Or: I think I have finally figured out why Robert Heinlein makes me so nuts
At the age of 17—the year he died—my most favorite author in the whole world was probably Robert Heinlein. I don’t think anyone else came anywhere close. I had read just about everything he had ever published, and (with the exception of Farnham’s Freehold), I loved it all.
Some of these books had enormous implications for my attitude toward the world—Stranger in a Strange Land, Time Enough for Love, The Moon is a Harsh Mistress and Starship Troopers being the most obvious. They marked me indelibly. They helped make me who I am today.
Which is why, for about the last fifteen years or so, I’ve not understood why I couldn’t pick up one of his novels and read it without getting…annoyed, often downright pissed-off, even as I could recognize how this or that passage or scene had had some specific impact on me.
It’s not that I was disappointed to find that they were badly written—to this day, I rarely have problems with Heinlein’s prose, or even his plots; he was good at the craft of writing. Hell, I recently re-read The Sword of Shanarra, a book I had a great deal of affection for at 14, and found that, yeah, it was actually worse than I had expected (not just wan pastiche of Tolkien, but, truly, badly written to boot), and that didn’t piss me off. So it wasn’t that.
I think I finally found the answer the other day.
I was thinking about something—I don’t even remember what about, probably something political—when I said to myself, “Well, of course, that’s just a social construct.” And I started considering where I had been taught to look at things that way, to try and see the way so many things we are told are “the way things are” are really just things that we as a society have chosen to privilege, and should be open to being questioned and, ultimately, changed.
And as I thought about it, I realized that that was something that I almost certainly got from Robert Heinlein. It is, in fact, a huge theme throughout his work—almost all of his characters question social conventions, defy them, reshape them, mock them and generally point out how instrumental they are in keeping people down, and often unhappy.
What I realized annoys me is that, having established that social conventions and mores are things to be regarded with suspicion and contempt, Heinlein then proceeds to tell you how if you did it his way, everyone would be better off.
I think the problem was that as I became an adult, as I started to move into the real world, I ran up against the realization that his vision of what would make everyone better off comes off as somewhere between quaintly backward—right up until his last novel, he has a sort of Madonna/whore complex that comes off as alternately protective and patronizing toward women—and Ayn Rand levels of ignorant of actual humanity. Even when I agree with him, the way he presents these notions makes me cringe, because they’re presented in such a paternalistic way, in circumstances that are so absent from real life.

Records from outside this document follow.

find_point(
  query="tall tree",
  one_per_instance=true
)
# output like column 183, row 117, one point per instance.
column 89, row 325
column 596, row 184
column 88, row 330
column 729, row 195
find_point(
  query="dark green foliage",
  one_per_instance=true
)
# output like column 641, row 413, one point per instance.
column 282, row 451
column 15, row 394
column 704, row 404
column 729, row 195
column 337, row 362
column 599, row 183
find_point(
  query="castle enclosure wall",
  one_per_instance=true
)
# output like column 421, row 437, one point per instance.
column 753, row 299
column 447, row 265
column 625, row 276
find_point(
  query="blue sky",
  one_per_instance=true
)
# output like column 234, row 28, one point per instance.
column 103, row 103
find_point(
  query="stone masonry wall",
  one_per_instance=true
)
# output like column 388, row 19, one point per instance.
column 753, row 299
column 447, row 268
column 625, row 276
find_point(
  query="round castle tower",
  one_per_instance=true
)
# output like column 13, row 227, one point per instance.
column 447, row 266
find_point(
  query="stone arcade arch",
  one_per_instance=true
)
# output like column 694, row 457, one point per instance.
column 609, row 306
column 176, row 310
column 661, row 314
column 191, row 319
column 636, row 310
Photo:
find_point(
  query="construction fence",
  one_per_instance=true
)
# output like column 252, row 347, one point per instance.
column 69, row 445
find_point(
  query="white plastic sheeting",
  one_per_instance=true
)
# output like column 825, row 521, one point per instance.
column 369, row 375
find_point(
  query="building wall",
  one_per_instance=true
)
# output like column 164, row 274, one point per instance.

In effect, as I internalized what I think was his greatest lesson—and don’t get me wrong, I’m grateful for that lesson, it has stood me in good stead all my life—I was being set up to not actually be able to enjoy his writing.
I can’t decide if it’s a shame, or it’s a natural progression, the realization that eventually people do run out of things to teach you, or that you have to sort through the lessons yourself to understand what really matters.